We talked to third-generation seedsman Jim Schweigert for an insider’s insights on what gene editing means for the future of agriculture. As president of Gro Alliance, past board chair of the American Seed Trade Association (ASTA) and 2009 recipient of Seed World magazine’s Future Giant award, Schweigert is a seasoned veteran with a unique firsthand perspective on the technology’s potential and its growing adoption and integration into the ag industry.

Read on to hear, in his words, why the future is in gene editing.

Inari: What is the seed industry’s perspective on gene editing?

Jim Schweigert:  It’s a key topic. I’ve been on the board of ASTA since 2009, and gene editing has been a conversation at every one of our board meetings for probably the last six or seven years. The whole industry recognizes that gene editing is a pathway to better breeding, better options and better choices for farmers and seed companies. Whether you’re a large multinational or a small startup company, gene editing is a key for the future. Gene editing is here to stay.

Inari: What role do you see gene editing playing in the agriculture industry?

Schweigert: Gene editing fits into the whole agricultural supply picture in multiple ways. One, making small edits to a plant’s genome for beneficial characteristics – in a way that is targeted and very precise – is going to speed up development of broadacre crops that are more resilient and have better yield potential. These are benefits that could be on every acre across the Midwest and across the country. 

There is also benefit in smaller-acre crops where, historically, there hasn’t been a lot of innovation. The speed and precision of gene editing brings increased commercial certainty and a lower regulatory hurdle. Because of this, we can apply the technology to smaller, more niche market opportunities.

Historically, a limiting factor in the seed industry has been the cost of GMO development – 10 years to commercialization, $130 million. If you’re a startup company or new company that wants to innovate, you can’t afford to make that investment and wait for uncertain regulatory approvals to come through. This, to me, is where new breeding techniques like gene editing really create an advantage, because more competition in the market is always better.

Inari: At Inari, we talk a lot about gene editing’s potential to help address the global climate challenge. What’s your perspective?

Schweigert: There’s a really big opportunity for improving the sustainability technology index of farming. Let’s use soybean biofuel as an example. We can’t produce enough biofuel with soybeans at today’s oil profile. So, we either have to cut down a whole bunch of forests, or we have to produce more oil in every single soybean. Luckily, we can do the latter through gene editing.
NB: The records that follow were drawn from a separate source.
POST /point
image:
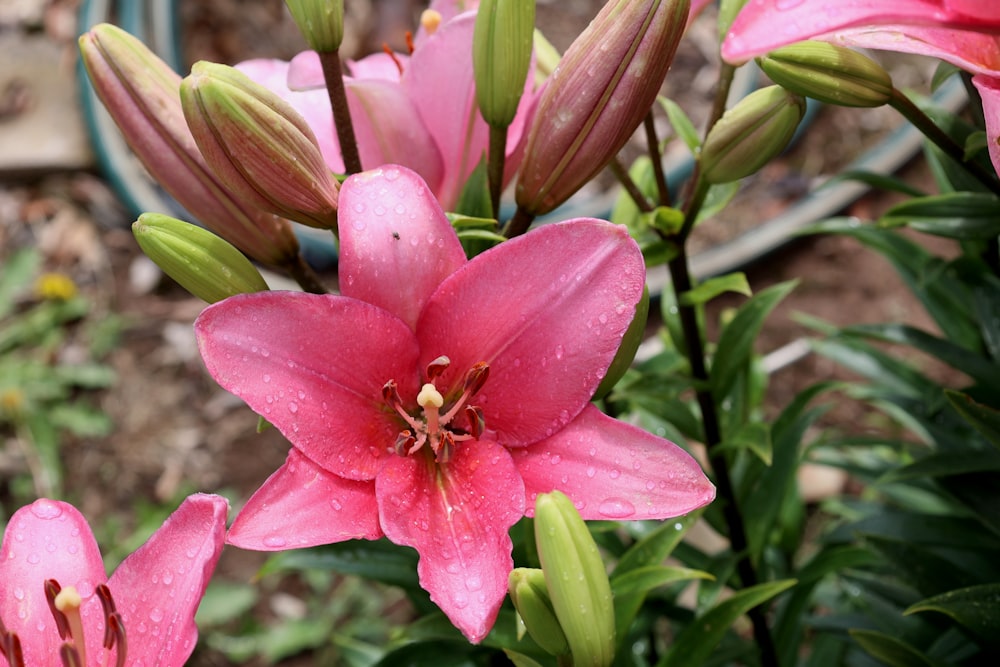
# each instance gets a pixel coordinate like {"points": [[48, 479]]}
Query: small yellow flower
{"points": [[55, 287]]}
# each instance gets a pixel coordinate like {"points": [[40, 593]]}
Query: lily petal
{"points": [[282, 513], [456, 515], [158, 587], [547, 312], [989, 91], [48, 539], [396, 243], [613, 470], [314, 366]]}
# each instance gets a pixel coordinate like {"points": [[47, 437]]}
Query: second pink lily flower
{"points": [[437, 397], [965, 33], [416, 110]]}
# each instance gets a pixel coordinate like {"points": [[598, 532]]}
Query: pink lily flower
{"points": [[58, 606], [418, 111], [965, 33], [436, 397]]}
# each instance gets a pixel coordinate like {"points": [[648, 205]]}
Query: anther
{"points": [[436, 367]]}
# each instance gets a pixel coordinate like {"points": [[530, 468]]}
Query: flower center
{"points": [[64, 603], [435, 423]]}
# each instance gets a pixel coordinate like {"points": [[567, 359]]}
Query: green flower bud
{"points": [[828, 73], [629, 346], [321, 22], [597, 97], [577, 581], [501, 54], [751, 133], [531, 598], [141, 93], [201, 262], [258, 145]]}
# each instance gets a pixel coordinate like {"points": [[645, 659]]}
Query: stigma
{"points": [[64, 604], [440, 424]]}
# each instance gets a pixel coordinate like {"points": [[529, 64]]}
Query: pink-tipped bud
{"points": [[142, 94], [258, 145], [597, 97]]}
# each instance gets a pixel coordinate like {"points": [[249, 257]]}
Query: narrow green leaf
{"points": [[713, 287], [890, 650], [982, 417], [695, 643], [976, 608], [737, 339]]}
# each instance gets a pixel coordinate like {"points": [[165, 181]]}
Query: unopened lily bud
{"points": [[576, 579], [142, 94], [597, 97], [531, 598], [750, 134], [501, 55], [321, 22], [829, 73], [258, 145], [201, 262], [626, 351]]}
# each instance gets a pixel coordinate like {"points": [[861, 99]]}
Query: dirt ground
{"points": [[175, 431]]}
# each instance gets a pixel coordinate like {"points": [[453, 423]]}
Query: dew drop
{"points": [[616, 508]]}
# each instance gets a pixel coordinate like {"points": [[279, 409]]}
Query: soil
{"points": [[177, 432]]}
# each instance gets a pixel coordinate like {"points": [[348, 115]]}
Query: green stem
{"points": [[940, 138], [519, 223], [681, 281], [334, 76], [497, 158], [303, 274]]}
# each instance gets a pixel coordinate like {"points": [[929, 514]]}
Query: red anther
{"points": [[446, 447], [477, 423], [436, 367], [404, 441], [395, 59], [476, 378], [52, 589], [69, 656]]}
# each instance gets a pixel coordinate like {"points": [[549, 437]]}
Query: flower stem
{"points": [[518, 224], [495, 167], [940, 138], [681, 281], [334, 76]]}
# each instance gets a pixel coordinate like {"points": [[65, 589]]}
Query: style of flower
{"points": [[58, 607], [417, 110], [965, 33], [435, 397]]}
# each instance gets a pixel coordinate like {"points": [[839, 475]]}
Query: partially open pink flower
{"points": [[58, 606], [965, 33], [418, 111], [436, 397]]}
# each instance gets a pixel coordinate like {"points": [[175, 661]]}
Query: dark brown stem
{"points": [[681, 280], [334, 76], [495, 166], [519, 223], [653, 144]]}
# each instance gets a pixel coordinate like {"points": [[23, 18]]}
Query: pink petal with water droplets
{"points": [[158, 588], [547, 312], [48, 539], [396, 245], [989, 91], [456, 516], [303, 505], [314, 367], [613, 470]]}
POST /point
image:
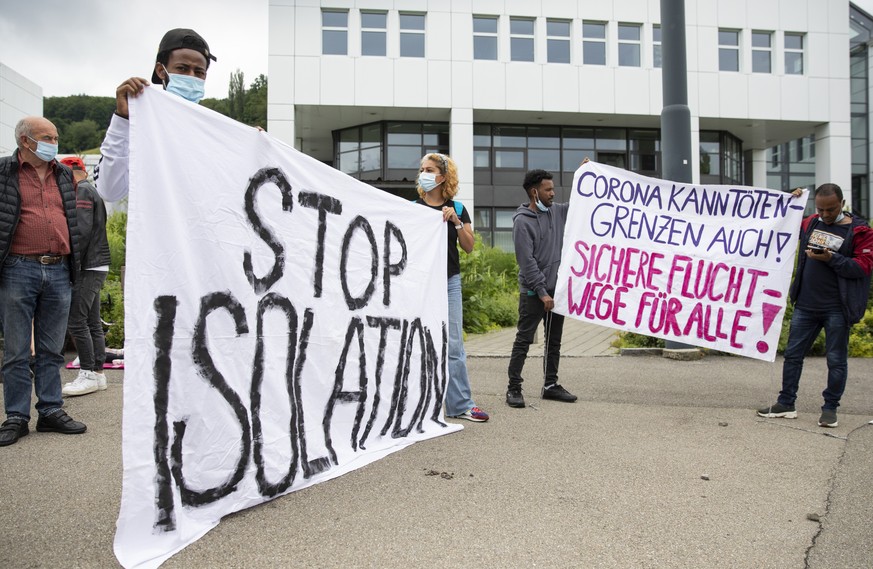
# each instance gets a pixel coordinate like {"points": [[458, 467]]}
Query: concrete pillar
{"points": [[759, 168], [833, 156], [461, 150]]}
Inari: What would the future look like without gene editing?

Schweigert: Without gene editing, the future probably looks a lot like it does today: You’d have a few major companies that control the market through GMO breeding techniques. We lose the ability to diversify the agricultural economy.

Thank you to Jim not only for the insightful conversation, but also for your commitment and dedication to building a better future for the agriculture industry.